Stellantis e fornitori: quadro complesso
D’altronde, se Stellantis vende meno o se cambia fornitori, le ricadute sull’indotto italiano sono notevoli da anni. Lo sanno bene le aziende in Piemonte, che infatti come altre di diverse aree puntano sulle commesse da parte della cinese BYD: magari per creare un triangolo dello Stivale con le fabbriche del colosso orientale in Ungheria e Turchia.

I soggetti in gioco
Il marchio Selenia, insieme al Paraflu, entra nella galassia Petronas nel 2007: all’epoca la compagnia asiatica rileva l’ex Fiat Lubrificanti dal fondo americano KKR. Che aveva acquistato l’attività due anni prima da Fiat. A Torino, Petronas ha anche sviluppato un centro di ricerca specializzato in lubrificanti innovativi, ma il cuore della produzione è legato alla storica commessa.

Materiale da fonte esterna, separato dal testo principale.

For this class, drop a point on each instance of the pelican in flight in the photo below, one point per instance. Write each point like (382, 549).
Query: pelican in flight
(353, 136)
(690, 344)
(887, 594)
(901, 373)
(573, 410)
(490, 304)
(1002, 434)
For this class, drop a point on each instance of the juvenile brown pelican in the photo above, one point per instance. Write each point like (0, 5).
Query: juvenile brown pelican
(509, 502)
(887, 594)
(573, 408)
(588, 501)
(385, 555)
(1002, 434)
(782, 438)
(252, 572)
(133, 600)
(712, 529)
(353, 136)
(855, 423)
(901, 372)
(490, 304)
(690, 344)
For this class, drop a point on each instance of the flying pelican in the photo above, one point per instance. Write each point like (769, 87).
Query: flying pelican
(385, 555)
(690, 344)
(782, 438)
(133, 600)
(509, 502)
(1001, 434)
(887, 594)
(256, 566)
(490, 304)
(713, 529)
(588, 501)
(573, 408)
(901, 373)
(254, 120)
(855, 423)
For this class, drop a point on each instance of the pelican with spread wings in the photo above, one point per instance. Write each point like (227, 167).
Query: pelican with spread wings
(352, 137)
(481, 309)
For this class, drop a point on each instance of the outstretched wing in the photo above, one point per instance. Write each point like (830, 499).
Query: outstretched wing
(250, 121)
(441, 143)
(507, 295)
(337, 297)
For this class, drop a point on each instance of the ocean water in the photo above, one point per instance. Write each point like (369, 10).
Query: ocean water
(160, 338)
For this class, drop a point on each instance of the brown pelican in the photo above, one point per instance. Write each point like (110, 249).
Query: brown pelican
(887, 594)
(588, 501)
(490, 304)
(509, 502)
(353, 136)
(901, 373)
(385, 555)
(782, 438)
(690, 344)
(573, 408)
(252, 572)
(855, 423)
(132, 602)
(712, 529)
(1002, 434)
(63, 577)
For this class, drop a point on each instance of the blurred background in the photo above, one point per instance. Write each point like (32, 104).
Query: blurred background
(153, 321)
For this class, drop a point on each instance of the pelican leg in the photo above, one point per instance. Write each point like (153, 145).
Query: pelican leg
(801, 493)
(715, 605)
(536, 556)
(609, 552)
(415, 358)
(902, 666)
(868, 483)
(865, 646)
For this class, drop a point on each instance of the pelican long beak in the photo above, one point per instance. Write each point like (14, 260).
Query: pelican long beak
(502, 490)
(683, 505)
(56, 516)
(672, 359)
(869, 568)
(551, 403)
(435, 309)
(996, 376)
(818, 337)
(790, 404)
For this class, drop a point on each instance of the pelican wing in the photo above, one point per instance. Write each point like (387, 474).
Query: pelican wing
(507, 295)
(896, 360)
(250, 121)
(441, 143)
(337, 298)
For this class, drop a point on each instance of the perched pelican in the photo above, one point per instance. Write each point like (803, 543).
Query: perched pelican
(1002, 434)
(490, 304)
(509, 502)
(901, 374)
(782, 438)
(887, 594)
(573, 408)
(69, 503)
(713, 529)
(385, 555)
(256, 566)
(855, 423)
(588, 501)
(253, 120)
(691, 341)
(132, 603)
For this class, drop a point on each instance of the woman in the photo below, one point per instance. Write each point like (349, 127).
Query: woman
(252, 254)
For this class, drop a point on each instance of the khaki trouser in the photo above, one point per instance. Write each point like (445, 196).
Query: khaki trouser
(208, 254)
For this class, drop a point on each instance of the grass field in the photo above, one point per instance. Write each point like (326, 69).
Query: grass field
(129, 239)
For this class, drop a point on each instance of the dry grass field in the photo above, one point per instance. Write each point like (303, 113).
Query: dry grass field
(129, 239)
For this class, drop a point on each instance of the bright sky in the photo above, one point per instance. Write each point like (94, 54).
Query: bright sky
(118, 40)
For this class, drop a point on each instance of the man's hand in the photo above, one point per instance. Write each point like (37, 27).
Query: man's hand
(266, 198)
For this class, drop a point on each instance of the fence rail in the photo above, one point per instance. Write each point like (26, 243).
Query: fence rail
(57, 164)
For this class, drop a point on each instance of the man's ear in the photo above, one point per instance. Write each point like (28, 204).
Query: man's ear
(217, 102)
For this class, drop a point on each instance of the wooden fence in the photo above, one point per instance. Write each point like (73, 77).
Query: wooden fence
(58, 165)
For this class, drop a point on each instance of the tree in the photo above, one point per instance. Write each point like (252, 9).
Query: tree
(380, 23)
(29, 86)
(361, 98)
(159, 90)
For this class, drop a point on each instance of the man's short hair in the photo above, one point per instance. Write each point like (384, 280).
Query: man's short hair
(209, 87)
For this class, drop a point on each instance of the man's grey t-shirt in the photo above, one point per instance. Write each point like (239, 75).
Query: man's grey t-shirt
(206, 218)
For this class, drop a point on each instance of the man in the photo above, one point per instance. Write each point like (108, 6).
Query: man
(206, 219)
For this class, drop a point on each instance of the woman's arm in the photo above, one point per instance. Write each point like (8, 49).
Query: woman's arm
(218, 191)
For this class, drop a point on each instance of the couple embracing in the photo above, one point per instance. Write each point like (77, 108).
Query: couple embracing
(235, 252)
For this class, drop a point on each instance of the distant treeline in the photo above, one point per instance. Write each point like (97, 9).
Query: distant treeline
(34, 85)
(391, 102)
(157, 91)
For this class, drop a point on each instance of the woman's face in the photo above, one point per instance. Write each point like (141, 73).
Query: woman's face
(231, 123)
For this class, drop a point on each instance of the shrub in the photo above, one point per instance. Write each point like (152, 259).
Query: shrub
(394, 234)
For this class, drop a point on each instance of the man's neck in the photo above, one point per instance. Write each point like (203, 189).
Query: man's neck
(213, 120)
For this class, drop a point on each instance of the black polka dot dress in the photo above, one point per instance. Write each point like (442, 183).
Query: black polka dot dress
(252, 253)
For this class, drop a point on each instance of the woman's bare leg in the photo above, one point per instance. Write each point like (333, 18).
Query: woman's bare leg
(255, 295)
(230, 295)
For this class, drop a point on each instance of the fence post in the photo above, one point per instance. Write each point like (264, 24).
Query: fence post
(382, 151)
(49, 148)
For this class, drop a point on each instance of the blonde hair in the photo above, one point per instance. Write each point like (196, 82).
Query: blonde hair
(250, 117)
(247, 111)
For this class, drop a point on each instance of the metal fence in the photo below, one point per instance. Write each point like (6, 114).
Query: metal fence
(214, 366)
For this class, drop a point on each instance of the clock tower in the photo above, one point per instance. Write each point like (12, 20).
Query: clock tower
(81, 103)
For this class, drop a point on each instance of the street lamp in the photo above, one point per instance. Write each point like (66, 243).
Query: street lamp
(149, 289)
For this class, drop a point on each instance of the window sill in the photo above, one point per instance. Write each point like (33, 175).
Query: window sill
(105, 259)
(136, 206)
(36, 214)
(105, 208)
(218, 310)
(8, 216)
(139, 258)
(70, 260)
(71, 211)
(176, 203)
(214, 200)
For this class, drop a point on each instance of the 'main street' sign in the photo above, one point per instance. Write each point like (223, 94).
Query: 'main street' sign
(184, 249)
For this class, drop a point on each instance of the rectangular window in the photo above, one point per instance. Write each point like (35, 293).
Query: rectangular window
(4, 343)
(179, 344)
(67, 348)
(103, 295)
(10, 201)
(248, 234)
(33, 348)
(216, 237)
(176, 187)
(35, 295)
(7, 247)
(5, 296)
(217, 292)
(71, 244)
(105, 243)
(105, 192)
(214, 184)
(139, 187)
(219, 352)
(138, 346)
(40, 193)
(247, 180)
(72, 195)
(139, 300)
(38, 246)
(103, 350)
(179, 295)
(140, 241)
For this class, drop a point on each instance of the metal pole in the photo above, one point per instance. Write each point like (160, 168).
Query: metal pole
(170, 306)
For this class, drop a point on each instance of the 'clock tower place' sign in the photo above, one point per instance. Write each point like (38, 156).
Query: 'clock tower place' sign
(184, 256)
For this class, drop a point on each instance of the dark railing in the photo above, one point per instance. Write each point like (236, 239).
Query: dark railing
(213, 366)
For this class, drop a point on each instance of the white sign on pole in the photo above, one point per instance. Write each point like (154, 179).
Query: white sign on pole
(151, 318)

Si ha (o aveva ormai) un legame storico e profondo con l’industria automobilistica italiana, in particolare con Fiat. D’altra parte, Stellantis ha il diritto di operare come crede per fare profitti, proprio alla pari di qualsiasi altro Gruppo auto o società. Va anche considerato che Stellantis nasce dalla fusione tra Fiat-Chrysler (con una forte eredità italiana e americana) e PSA (con radici francesi). Dopo 112 anni di collaborazione Fiat (o Stellantis che dir si voglia) con Selenia, siamo innanzi a un evento di grande portata, in seguito a criteri di valutazione economici (costo), tecnologici (qualità, innovazione) e logistici. O in base a criteri liberamente scelti.

Il sindacato si è impegnato a utilizzare tutti gli strumenti disponibili per proteggere i lavoratori. Cioè? Non si sa. Immaginiamo negoziati, scioperi, proteste e pressione politica. La preoccupazione si estende anche ad altri fornitori dell’indotto automobilistico italiano, suggerendo che le decisioni del Gruppo hanno un effetto a cascata su tutta la filiera produttiva.
Petronas minimizza: la perdita della commessa potrebbe addirittura offrire l’opportunità di aprire nuovi mercati per i prodotti Selenia.
Stellantis giù, niente Cina: situazione preoccupante per l’Italia
Stellantis è l’unico grande costruttore automobilistico in Italia, che è un mercato senza ossigeno: nel 2024, la sua produzione nel Paese è scesa a circa 475.000 veicoli, il livello più basso dal 1956. L’obiettivo del governo di alzare la produzione a un milione non è stato centrato: i bonus statali non sono serviti. L’altro target di avere un produttore cinese in Italia neppure è stato raggiunto, perché la nostra nazione ha detto sì agli extra dazi UE anti full electric Made in China. Di qui, il no di Pechino a industrie cinesi nel Belpaese.
Oltre l’olio
Eppure, Petronas ha un centro di ricerca e sviluppo a Torino, specializzato in lubrificanti green e fluidi per auto elettriche. Di recente, è stato lanciato Selenia SUSTAINera, gamma di oli lubrificanti rigenerati, sviluppata in co-branding e parte della strategia di economia circolare di Stellantis per ridurre le emissioni di CO2.
Il caso del cambio di fornitore dell’olio Selenia da Petronas a TotalEnergies è più di una semplice transazione commerciale: è un passaggio iconico per il sistema Italia. La vulnerabilità dell’indotto è nota da tempo, e ora confermata. Possibile un effetto domino, con compromissione dei posti di lavoro di una prima azienda e poi sull’intero ecosistema industriale. La rivoluzione del Green Deal auto elettrica 2019 porta conseguenze pesanti per la nostra nazione, per la Germania (60.000 disoccupati nell’indotto a fine 2024, più 35.000 uscite VW spalmate negli anni) e per l’Europa automotive e no. E siamo solo all’inizio, sebbene la spinta sinistroide UE si sia attenuata, per via della sostanziale perdita di consenso elettorale a Berlino (regina del corso verde) e Parigi.